Submitted to: American Society of Agronomy
Publication Type: Abstract Only
Publication Acceptance Date: September 11, 2001
Publication Date: N/A
Controlling nutrient leaching presents a challenge for developing nutrient management plans that must develop rate and time of application strategies for specific soils, hydrology, and the crop- tillage systems. Nutrient leaching is usually applied to N movement out of the rootzone, but it can also occur for P. Major leaching events occur when soil nutrient concentrations are high and water is moving through the profile. Nutrient management factors such as rate and time of nutrient application, selection of crop rotation, and use of scavenger crops can be used to lower soil nutrient concentrations and reduce leaching risks.

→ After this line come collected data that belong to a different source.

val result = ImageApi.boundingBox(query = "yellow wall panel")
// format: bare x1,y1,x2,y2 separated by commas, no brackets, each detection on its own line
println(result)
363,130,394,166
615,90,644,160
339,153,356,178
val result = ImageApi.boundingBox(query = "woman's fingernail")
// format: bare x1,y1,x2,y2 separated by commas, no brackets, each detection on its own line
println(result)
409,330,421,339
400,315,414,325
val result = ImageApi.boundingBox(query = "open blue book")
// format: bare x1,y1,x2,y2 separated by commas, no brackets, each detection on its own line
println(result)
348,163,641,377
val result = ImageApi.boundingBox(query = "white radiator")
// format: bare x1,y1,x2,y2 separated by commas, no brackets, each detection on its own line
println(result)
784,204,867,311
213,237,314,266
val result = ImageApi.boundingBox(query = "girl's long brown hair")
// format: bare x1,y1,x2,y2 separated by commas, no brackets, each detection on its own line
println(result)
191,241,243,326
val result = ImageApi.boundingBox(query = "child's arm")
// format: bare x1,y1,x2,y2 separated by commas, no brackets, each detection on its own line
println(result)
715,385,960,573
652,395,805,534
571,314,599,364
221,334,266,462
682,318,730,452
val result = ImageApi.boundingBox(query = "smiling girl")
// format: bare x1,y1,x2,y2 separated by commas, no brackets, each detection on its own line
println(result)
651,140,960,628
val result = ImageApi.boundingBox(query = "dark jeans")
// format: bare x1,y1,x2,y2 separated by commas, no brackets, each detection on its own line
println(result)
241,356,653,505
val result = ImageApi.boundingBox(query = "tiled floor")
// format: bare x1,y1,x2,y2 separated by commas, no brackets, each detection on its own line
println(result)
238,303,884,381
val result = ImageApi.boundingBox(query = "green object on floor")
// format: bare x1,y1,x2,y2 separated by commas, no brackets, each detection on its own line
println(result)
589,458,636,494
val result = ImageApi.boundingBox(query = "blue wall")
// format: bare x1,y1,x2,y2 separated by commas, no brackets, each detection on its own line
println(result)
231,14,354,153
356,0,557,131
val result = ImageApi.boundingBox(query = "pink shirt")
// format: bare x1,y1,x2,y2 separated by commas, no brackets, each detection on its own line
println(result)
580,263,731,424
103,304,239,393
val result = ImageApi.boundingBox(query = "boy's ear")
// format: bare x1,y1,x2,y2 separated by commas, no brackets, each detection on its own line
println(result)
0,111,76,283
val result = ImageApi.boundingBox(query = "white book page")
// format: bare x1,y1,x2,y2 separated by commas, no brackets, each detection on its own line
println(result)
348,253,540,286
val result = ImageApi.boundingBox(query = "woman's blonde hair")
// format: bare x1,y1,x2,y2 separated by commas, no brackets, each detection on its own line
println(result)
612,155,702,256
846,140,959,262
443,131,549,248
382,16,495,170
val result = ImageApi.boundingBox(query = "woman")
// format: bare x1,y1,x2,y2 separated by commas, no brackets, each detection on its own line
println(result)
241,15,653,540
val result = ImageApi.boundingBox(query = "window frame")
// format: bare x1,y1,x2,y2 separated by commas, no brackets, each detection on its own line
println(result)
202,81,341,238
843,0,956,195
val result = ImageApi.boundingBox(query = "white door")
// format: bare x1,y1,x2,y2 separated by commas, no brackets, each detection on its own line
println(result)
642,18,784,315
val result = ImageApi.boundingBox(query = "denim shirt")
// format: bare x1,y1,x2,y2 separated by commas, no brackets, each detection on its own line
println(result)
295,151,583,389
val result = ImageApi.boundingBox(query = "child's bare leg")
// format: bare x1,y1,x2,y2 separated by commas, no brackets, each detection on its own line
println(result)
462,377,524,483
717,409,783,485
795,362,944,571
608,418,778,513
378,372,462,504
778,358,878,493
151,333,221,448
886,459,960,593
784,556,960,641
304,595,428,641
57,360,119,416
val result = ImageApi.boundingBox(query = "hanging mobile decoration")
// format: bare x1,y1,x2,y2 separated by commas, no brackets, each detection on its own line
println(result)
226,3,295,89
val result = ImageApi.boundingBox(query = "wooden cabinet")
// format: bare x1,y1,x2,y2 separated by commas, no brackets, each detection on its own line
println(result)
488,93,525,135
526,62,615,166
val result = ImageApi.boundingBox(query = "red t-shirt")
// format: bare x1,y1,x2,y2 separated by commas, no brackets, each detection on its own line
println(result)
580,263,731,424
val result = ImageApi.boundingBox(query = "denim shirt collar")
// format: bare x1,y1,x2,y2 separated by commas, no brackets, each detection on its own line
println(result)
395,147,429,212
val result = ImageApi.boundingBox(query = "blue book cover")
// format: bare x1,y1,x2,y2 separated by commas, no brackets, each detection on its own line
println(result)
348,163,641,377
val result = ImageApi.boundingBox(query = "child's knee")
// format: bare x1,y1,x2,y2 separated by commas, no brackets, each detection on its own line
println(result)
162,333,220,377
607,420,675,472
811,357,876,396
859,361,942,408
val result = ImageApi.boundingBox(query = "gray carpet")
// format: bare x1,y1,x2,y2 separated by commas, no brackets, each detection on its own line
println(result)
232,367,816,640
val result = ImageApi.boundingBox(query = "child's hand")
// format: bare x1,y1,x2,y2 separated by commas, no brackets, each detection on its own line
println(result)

The quantity and time of irrigation/rain, soil water holding capacity and hydraulic conductivity, and the degree of preferential-flow vs. convective-flow will affect soil water movement. The primary management factor affecting water movement through sub-humid region soils is irrigation management. In humid regions climatic factors exert major influences on leaching by affecting the quantity and time of precipitation in relation to crop water use, the intensity of rain (run-off vs. infiltration), and the probability of surface-saturation conditions (preferential-flow events). A series of nutrient management alternatives will be presented for both rain-fed and irrigated systems that illustrate the application of the above principles to increase nutrient uptake efficiency and protect water quality.